In Funeral Coverage, Fineman Can't Resist Raising Ford's Critical View of Iraq War

December 31st, 2006 2:30 AM

Journalists just can't resist highlighting how the late President Gerald Ford expressed disagreement with President George W. Bush's Iraq policy and with Vice President Dick Cheney's adamant pursuit of it. A fresh example: Barely two minutes into MSNBC's Saturday coverage of Ford's funeral, Newsweek political reporter Howard Fineman ruminated about how “the interesting thing is that Gerald Ford himself, toward the end of his life, in conversations with Bob Woodward...said basically I disagreed with the idea of going to war in Iraq and he wondered about Dick Cheney and Don Rumsfeld,” who “were known for their probity and caution and for their lack of ideology, for their realistic view of the world. How was it, Ford wondered toward the end of his life, that those two guys, part of that all-star team of realists, had gotten hooked up in what Ford regarded as a mistaken war?"

The broadcast networks on Thursday and Friday, especially ABC and NBC, focused on the comments Ford made to Woodward in 2004 but not published until Thursday, after his death, in an article headlined “Ford Disagreed With Bush About Invading Iraq.” MRC CyberAlert item on Thursday morning and evening coverage. NewsBusters posting about Friday morning.

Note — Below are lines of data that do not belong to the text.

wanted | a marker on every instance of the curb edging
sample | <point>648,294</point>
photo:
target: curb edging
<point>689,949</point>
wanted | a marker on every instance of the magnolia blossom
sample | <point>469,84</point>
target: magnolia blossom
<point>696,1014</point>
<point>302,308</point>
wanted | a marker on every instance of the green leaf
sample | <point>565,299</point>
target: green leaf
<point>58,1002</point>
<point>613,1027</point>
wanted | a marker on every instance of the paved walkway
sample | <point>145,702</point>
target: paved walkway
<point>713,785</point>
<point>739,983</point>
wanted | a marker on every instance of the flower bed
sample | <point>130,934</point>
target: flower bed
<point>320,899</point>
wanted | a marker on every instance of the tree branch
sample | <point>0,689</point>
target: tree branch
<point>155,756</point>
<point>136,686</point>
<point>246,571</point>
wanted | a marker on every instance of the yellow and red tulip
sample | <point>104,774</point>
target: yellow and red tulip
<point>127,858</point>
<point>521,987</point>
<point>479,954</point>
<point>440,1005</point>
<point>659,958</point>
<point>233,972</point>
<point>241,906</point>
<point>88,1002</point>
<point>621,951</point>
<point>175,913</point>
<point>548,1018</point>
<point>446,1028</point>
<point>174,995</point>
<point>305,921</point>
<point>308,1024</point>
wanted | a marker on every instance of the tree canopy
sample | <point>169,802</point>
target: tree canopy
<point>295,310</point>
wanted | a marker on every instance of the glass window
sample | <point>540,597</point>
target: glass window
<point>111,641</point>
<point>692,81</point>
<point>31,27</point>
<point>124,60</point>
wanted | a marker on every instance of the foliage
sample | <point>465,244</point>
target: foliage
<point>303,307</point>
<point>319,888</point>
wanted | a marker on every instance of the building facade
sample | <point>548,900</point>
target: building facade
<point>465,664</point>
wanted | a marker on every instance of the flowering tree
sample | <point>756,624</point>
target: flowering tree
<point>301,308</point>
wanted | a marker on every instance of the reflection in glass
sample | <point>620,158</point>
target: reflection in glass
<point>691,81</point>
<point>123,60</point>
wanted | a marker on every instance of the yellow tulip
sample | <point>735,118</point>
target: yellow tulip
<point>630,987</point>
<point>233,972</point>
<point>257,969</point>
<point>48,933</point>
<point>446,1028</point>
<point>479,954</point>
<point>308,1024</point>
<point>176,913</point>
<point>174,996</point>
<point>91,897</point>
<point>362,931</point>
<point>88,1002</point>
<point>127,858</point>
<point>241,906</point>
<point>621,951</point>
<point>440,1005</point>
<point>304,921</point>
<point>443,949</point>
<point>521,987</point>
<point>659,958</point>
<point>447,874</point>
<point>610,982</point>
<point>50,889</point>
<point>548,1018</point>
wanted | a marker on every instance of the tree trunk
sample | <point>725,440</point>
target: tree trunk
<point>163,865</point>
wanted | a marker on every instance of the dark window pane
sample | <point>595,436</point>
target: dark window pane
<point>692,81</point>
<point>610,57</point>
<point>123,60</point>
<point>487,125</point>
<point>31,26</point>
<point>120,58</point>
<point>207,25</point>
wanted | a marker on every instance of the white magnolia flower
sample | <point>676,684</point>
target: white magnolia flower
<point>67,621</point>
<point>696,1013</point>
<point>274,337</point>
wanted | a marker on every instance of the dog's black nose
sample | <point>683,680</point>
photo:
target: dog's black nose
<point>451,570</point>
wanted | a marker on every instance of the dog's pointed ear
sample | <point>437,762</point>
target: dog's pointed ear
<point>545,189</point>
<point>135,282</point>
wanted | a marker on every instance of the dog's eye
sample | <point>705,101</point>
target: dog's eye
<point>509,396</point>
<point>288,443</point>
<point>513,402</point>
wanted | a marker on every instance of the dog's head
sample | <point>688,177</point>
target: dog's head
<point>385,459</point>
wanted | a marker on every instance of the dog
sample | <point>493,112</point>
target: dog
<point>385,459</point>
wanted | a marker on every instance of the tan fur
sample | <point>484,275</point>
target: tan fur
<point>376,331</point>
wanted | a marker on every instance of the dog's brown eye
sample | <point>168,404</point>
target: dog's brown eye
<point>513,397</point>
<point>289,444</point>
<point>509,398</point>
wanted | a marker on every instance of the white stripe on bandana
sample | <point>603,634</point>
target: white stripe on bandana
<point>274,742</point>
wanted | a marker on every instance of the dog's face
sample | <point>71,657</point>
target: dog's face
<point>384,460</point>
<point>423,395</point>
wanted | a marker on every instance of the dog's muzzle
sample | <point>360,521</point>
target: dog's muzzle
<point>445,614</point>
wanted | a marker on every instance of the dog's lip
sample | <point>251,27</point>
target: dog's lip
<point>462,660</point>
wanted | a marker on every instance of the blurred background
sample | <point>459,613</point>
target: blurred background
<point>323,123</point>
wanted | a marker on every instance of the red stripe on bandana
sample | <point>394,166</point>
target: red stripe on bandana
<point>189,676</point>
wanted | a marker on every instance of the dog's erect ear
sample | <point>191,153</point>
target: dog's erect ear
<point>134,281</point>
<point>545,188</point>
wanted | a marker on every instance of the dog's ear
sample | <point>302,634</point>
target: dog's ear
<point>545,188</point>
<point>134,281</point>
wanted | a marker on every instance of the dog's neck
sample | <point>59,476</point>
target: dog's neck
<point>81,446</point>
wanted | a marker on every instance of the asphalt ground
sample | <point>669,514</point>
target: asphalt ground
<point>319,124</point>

MSNBC began its funeral coverage at 5pm EST, shortly before the arrival at Andrews Air Force base of the plane carrying Ford's body, with Chris Matthews as anchor. Within a couple of minutes, Matthews read the names of some of the planned pall-bearers for the service at the U.S. Capitol, prompting this response from Fineman:

"That's the all-stars of what I would call managerial Republicanism. But the interesting thing is that Gerald Ford himself, toward the end of his life, in conversations with Bob Woodward, the journalist of the Washington Post that have now become public, said basically I disagreed with the idea of going to war in Iraq and he wondered about Dick Cheney and Don Rumsfeld who had been his chiefs of staff in the White House in the 70s. Men who were known for their probity and caution and for their lack of ideology, for their realistic view of the world. How was it, Ford wondered toward the end of his life, that those two guys, part of that all-star team of realists, had gotten hooked up in what Ford regarded as a mistaken war?"

Matthews: "It may be that Gerry Ford got them wrong, not that they changed."

Fineman: "It could be, it could be."

Matthews: "That they were always people of pugnacity, which is a word he used in that interview with Bob Woodward, and he didn't see it."